Per Tim, si avvicina un momento decisivo, come sottolinea Vincenzo Vita nel suo articolo. L’Italia rischia di diventare il primo paese europeo in cui un ex monopolista, Tim, perde la sua primazia. Da anni, a partire dalla privatizzazione del 1997, l’azienda è sotto attacco e si trova in una situazione difficile, indebitata e con un proprietario sempre più straniero. Tim deve affrontare la sfida dell’innovazione tra oligarchi della rete, intelligenza artificiale e cybersicurezza, pena un possibile declino. L’indebitamento è altissimo e l’uscita di Vivendi dall’azionariato insieme all’interesse del Fondo KKR mette a rischio il futuro dell’azienda.
Inoltre, la divisione di Tim, pensata per alleggerire il peso della struttura, ha finito per esporre l’azienda a ulteriori problemi. C’è l’interesse di Iliad e la possibile entrata di Poste Italiane, che ha acquistato una quota significativa di Cassa depositi e prestiti. Resta in sospeso la questione della vendita di Sparkle, cruciale per la sicurezza delle connessioni, e si registrano cambiamenti nella leadership, come le dimissioni dell’amministratore delegato Luigi Ferraris.

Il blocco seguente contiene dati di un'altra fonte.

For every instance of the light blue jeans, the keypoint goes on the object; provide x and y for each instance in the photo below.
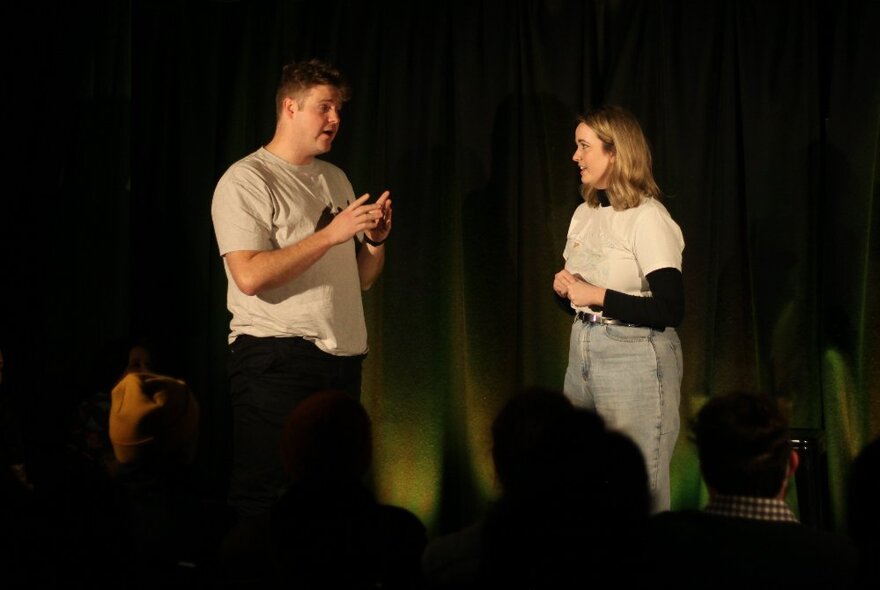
(631, 376)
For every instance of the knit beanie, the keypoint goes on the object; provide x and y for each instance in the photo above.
(153, 415)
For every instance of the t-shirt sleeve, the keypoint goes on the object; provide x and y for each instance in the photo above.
(658, 241)
(241, 211)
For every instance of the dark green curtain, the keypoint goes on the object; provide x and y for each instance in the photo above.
(763, 117)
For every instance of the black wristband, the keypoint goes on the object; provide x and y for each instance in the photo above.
(373, 242)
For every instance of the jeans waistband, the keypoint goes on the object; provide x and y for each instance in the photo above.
(595, 318)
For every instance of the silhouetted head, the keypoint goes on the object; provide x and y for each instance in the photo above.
(327, 439)
(518, 431)
(744, 444)
(863, 511)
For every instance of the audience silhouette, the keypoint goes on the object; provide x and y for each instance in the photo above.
(863, 513)
(574, 499)
(326, 530)
(746, 535)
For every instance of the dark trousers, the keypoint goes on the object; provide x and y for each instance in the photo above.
(268, 378)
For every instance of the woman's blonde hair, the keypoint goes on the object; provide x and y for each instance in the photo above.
(630, 177)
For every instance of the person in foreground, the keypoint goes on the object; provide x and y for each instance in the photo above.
(327, 530)
(622, 279)
(298, 249)
(573, 502)
(746, 535)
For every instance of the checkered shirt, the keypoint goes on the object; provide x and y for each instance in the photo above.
(751, 507)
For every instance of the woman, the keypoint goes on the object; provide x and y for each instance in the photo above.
(622, 277)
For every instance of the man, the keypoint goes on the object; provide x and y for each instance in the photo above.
(298, 249)
(746, 535)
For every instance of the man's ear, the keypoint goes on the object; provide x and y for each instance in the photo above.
(290, 105)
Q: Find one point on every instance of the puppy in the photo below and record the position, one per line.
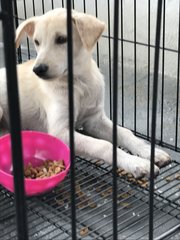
(43, 89)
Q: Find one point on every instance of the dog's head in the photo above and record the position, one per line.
(49, 34)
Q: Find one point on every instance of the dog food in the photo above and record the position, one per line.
(47, 169)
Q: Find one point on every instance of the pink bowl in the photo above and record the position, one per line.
(37, 147)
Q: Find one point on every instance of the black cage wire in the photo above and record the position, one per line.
(94, 202)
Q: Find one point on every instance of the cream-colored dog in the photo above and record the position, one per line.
(44, 93)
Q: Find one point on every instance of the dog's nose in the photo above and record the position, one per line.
(40, 70)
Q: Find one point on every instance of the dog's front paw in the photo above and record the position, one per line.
(141, 168)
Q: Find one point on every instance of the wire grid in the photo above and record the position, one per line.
(49, 215)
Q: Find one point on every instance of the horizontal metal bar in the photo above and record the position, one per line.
(169, 232)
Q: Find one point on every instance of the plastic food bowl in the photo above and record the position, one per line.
(37, 147)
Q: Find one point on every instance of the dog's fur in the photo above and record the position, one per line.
(44, 100)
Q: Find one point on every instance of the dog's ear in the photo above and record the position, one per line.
(89, 28)
(26, 27)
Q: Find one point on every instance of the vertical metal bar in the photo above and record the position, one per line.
(109, 48)
(177, 93)
(135, 94)
(154, 109)
(162, 86)
(115, 105)
(97, 48)
(122, 62)
(19, 56)
(149, 67)
(71, 116)
(43, 9)
(14, 113)
(52, 4)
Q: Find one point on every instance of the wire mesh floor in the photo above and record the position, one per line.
(49, 215)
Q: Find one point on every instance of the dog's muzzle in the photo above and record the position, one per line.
(41, 70)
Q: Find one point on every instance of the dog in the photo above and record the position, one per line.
(43, 90)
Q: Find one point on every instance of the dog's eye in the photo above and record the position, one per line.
(60, 40)
(36, 42)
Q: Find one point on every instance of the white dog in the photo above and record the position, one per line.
(44, 93)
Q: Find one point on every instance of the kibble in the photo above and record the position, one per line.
(47, 169)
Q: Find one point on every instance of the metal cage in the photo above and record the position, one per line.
(112, 206)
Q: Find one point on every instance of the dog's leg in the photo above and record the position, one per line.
(100, 126)
(101, 149)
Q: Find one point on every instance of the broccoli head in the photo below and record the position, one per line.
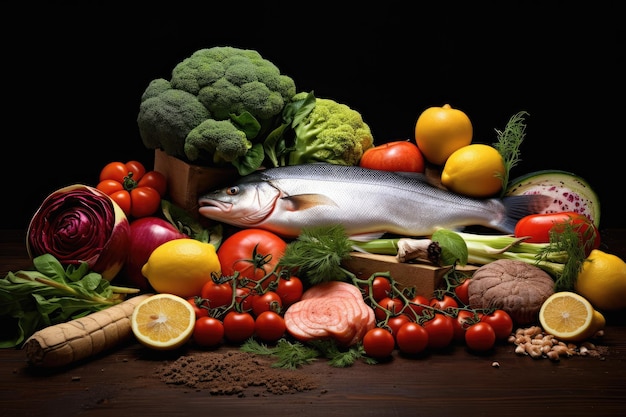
(330, 132)
(218, 84)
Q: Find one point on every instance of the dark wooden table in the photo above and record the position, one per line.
(453, 382)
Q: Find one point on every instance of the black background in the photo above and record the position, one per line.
(74, 73)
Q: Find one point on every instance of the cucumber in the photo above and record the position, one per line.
(570, 192)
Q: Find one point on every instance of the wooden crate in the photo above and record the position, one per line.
(186, 182)
(425, 278)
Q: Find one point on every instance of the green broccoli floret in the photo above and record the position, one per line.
(331, 132)
(221, 84)
(216, 141)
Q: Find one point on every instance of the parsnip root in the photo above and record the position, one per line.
(64, 343)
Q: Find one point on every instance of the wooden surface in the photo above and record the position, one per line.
(453, 382)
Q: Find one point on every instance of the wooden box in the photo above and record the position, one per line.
(186, 182)
(425, 278)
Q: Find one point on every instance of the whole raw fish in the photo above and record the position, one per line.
(366, 202)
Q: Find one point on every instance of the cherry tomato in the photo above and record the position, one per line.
(269, 326)
(412, 338)
(440, 331)
(396, 322)
(268, 301)
(200, 306)
(252, 252)
(238, 326)
(444, 302)
(464, 319)
(462, 291)
(136, 192)
(480, 336)
(378, 343)
(394, 305)
(417, 304)
(401, 155)
(537, 228)
(217, 293)
(501, 322)
(289, 290)
(208, 332)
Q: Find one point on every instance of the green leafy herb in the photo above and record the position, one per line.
(508, 144)
(51, 294)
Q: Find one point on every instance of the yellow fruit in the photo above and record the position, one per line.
(181, 267)
(602, 281)
(570, 317)
(474, 170)
(163, 321)
(439, 131)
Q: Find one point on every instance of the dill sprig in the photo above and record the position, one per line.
(508, 144)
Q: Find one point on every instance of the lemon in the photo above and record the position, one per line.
(570, 317)
(439, 131)
(474, 170)
(602, 281)
(163, 321)
(181, 267)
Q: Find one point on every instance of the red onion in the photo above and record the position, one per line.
(78, 224)
(146, 234)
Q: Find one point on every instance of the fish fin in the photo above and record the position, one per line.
(306, 201)
(519, 206)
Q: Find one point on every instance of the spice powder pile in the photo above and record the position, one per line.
(232, 373)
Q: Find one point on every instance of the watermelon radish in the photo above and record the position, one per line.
(570, 192)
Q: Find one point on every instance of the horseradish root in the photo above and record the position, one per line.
(64, 343)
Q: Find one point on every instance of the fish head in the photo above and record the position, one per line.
(245, 204)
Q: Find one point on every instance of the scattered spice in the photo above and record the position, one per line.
(232, 373)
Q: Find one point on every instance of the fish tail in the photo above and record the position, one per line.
(519, 206)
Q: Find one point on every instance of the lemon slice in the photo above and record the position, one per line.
(163, 321)
(570, 317)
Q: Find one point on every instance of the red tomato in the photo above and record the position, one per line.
(464, 319)
(200, 306)
(538, 226)
(269, 326)
(412, 338)
(401, 155)
(378, 343)
(268, 301)
(501, 322)
(208, 332)
(480, 337)
(461, 291)
(238, 326)
(394, 305)
(289, 290)
(253, 252)
(217, 293)
(396, 322)
(440, 331)
(444, 302)
(136, 192)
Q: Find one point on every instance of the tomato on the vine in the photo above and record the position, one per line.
(289, 289)
(440, 331)
(501, 322)
(254, 253)
(400, 155)
(217, 293)
(378, 343)
(268, 301)
(269, 326)
(137, 192)
(412, 338)
(480, 336)
(208, 332)
(238, 326)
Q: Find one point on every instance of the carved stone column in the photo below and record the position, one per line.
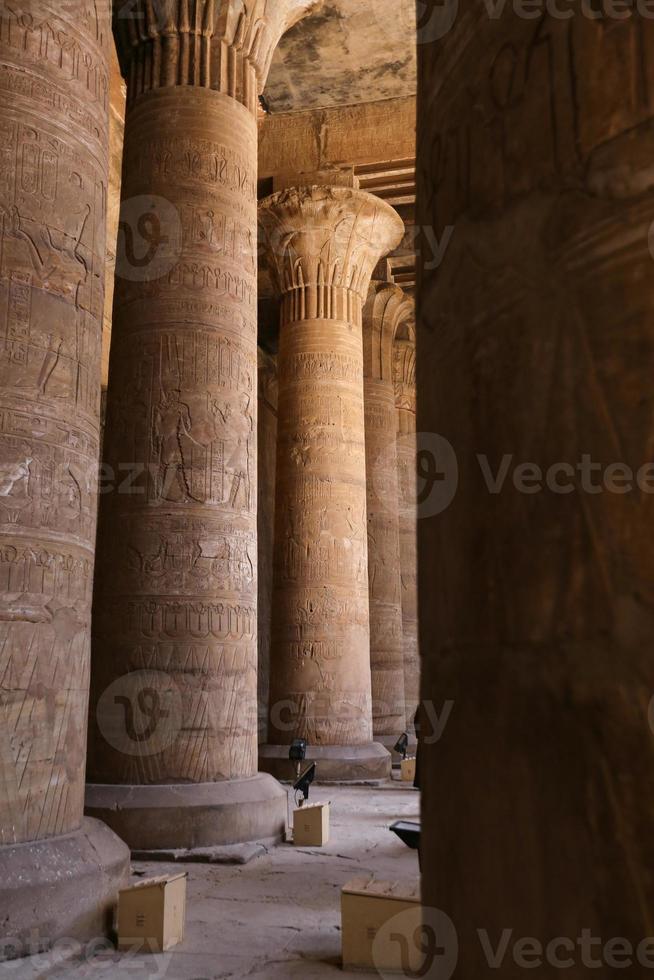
(385, 310)
(536, 358)
(53, 190)
(174, 693)
(404, 371)
(323, 243)
(267, 461)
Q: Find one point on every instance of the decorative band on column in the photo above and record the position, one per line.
(217, 44)
(321, 301)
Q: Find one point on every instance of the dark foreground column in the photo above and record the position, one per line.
(536, 358)
(323, 243)
(59, 874)
(174, 689)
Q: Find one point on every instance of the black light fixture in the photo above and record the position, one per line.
(402, 745)
(303, 782)
(298, 753)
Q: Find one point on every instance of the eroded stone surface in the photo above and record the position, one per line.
(175, 662)
(386, 308)
(53, 188)
(536, 342)
(323, 243)
(404, 373)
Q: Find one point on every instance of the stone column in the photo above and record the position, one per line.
(323, 243)
(536, 343)
(174, 693)
(53, 193)
(267, 460)
(385, 310)
(404, 368)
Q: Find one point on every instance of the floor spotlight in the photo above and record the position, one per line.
(303, 782)
(402, 745)
(297, 753)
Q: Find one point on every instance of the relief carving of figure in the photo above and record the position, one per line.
(239, 426)
(171, 445)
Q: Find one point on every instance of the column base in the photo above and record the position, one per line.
(335, 763)
(60, 888)
(192, 815)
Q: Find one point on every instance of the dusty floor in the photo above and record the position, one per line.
(277, 918)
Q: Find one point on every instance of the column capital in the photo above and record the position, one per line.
(389, 315)
(404, 370)
(218, 44)
(322, 244)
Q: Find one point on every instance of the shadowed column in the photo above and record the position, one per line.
(53, 198)
(385, 310)
(174, 723)
(536, 357)
(323, 243)
(404, 373)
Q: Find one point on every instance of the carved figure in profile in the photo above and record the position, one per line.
(239, 426)
(171, 435)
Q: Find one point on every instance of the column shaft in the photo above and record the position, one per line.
(53, 198)
(405, 395)
(174, 721)
(323, 243)
(386, 309)
(536, 341)
(320, 607)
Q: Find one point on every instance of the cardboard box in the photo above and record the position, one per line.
(408, 770)
(151, 914)
(311, 825)
(380, 923)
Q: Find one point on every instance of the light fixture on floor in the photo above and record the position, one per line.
(298, 753)
(303, 782)
(402, 745)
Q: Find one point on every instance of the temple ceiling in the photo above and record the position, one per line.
(351, 51)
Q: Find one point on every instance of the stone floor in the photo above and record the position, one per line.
(276, 918)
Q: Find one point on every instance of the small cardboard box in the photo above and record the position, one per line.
(380, 921)
(311, 825)
(151, 914)
(408, 770)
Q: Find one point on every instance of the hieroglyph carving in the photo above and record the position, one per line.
(322, 245)
(176, 584)
(53, 188)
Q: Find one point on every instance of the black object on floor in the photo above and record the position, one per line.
(409, 832)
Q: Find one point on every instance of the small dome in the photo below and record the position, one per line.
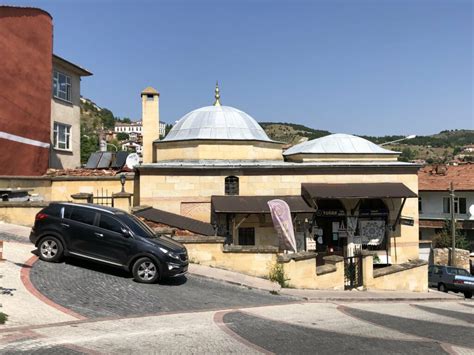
(338, 144)
(217, 123)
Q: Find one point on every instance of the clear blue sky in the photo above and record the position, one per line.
(364, 67)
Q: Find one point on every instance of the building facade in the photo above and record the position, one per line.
(65, 152)
(26, 39)
(434, 200)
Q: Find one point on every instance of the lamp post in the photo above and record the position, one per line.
(399, 140)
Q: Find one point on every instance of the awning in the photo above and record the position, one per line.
(257, 204)
(176, 221)
(312, 191)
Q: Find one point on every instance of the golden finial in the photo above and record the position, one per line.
(217, 96)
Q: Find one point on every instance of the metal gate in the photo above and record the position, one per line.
(352, 272)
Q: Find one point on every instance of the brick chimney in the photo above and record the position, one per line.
(150, 123)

Le promesse della politica, come quella di una “rete unica”, sono rimaste dichiarazioni senza seguito. L’inefficacia del governo nel disegnare una strategia effettivamente nazionale è evidente, mentre dovrebbero essere implementate politiche di sostegno statale per evitare che il settore delle telecomunicazioni subisca ulteriori svendite e privatizzazioni. La mancanza di fiducia nei confronti delle istituzioni è palpabile, complicata dal rinvio degli incontri con i sindacati.